19 June 2020, 09:14 AM
  • What going back to basics means for independent retailers
Is now the ideal time to go back to the roots of indie retail?

We’ve seen a huge shift over the last few months in the way that businesses operate, from team structures to stock. So with lockdown slowly being lifted and many stores reopening, will independent retailers revert to pre-coronavirus operations, or is it worth going back to the roots of independent retail?

“Change requires a lever, and the recent situation has made companies review what they are doing,” Michael Boyle, managing director of Fresh Retail, tells us. “Many speciality retailers have grown into significant size operations, and with that came layers of management, red tape and a slight detour from what actually matters. This is a gift to step back as a business leader and think about why.”

It’s a fine balance, though. JP Then, founder of Slerp and Crosstown Collective, a collaboration of independent food suppliers in London, says it’s also about being innovative: “I think now is the time for retailers to try something new,” he says. “We’ve recently seen some non-essential businesses open for the first time in months, and understandably, much of the focus in communications has been that customers should expect a new experience as businesses continue to adhere to Government guidelines. Customers are open to change, so now is the time to find a system that is efficient for your business operationally.”

Taking time to reassess
The concept of going ‘back to basics’ is fairly open-ended, and many business owners will interpret it differently.

Edward Berry of The Flying Fork says the issue of stock is worth considering: “If you did diversify as an independent shop and started stocking basics – because, say, pasta was in shortage – do you stick with that or go back to independent origins, which is much more about provenance and local supply?”

Another key question is about your customers: “Because farm shops have scooped up a huge number of customers as supermarkets were out of stock, there’s been a massive opportunity,” Edward says. “The big challenge now is hanging onto new customers because, rest assured, supermarkets will fight back.”

Here is where opportunity lies for independents: where consumers are beginning to mistrust the big multiples, small retailers now have the chance to shout even louder about what sets them apart, from offering value for money and a personalised shopping experience, to strong communication and quality produce.
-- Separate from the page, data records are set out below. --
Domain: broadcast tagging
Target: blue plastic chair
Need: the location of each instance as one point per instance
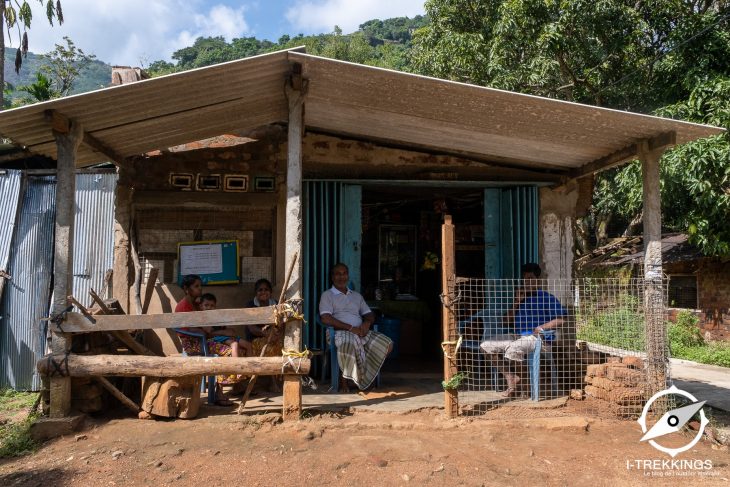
(334, 364)
(204, 348)
(533, 365)
(472, 347)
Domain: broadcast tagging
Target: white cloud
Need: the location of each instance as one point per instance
(323, 15)
(131, 31)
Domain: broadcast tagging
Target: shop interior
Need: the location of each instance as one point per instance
(401, 272)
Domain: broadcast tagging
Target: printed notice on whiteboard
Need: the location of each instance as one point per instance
(201, 259)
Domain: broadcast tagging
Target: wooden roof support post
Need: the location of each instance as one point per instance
(656, 337)
(448, 271)
(67, 143)
(122, 230)
(296, 88)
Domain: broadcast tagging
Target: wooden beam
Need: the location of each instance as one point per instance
(77, 323)
(132, 344)
(626, 154)
(448, 271)
(67, 144)
(296, 90)
(98, 146)
(60, 124)
(118, 394)
(138, 365)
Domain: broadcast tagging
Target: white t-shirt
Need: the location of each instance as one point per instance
(348, 308)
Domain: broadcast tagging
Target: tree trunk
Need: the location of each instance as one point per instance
(582, 236)
(602, 222)
(633, 227)
(2, 54)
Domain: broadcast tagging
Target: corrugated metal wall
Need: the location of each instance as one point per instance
(26, 299)
(9, 200)
(27, 296)
(94, 233)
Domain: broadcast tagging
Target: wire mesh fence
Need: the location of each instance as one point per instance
(586, 345)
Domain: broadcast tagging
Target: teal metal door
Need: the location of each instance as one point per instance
(332, 233)
(510, 230)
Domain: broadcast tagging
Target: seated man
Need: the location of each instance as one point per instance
(360, 351)
(534, 311)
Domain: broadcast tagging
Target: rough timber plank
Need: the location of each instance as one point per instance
(77, 323)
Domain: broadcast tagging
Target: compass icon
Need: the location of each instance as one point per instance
(672, 421)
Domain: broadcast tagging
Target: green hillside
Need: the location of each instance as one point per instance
(96, 75)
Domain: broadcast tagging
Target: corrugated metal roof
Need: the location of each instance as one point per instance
(93, 233)
(9, 200)
(347, 99)
(27, 295)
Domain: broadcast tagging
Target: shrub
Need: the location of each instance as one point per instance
(619, 326)
(686, 342)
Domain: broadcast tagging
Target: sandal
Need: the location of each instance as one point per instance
(512, 387)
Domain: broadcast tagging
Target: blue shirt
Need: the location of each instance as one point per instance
(537, 309)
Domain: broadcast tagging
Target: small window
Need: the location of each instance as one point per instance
(211, 182)
(235, 182)
(263, 184)
(682, 292)
(181, 181)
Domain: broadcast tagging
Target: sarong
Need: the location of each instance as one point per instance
(361, 358)
(514, 347)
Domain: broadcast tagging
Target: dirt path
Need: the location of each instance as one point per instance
(360, 449)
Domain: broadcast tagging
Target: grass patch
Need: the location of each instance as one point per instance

By going back to the roots of independent fine food retail, many may also benefit from developing closer relationships with local producers and suppliers.

The customer journey
Communication and building trust with customers are increasingly important, as Michael explains: “Customers need to know that they can trust us to deliver what they want, safely. The changes people have made in a few short months to adapt to customer demand is fantastic; that’s what makes the industry so interesting.”

This customer journey is also a key factor in consumers choosing to shop with independent retailers, as Edward explains: “I hope people who have discovered independents will continue to support them. Supply chain [for multiples] has proven to be poor. Supermarkets have empty shelves, then you step outside and there’s a market stall with more fruit and veg than they know what to do with. If a deli or farm shop goes back to their business plan and looks at USPs, and has found that their basket size and income has grown, they’d be foolish not to look at that as well. Quality still has to be a big driver, too: that’s where independents take the upper hand.”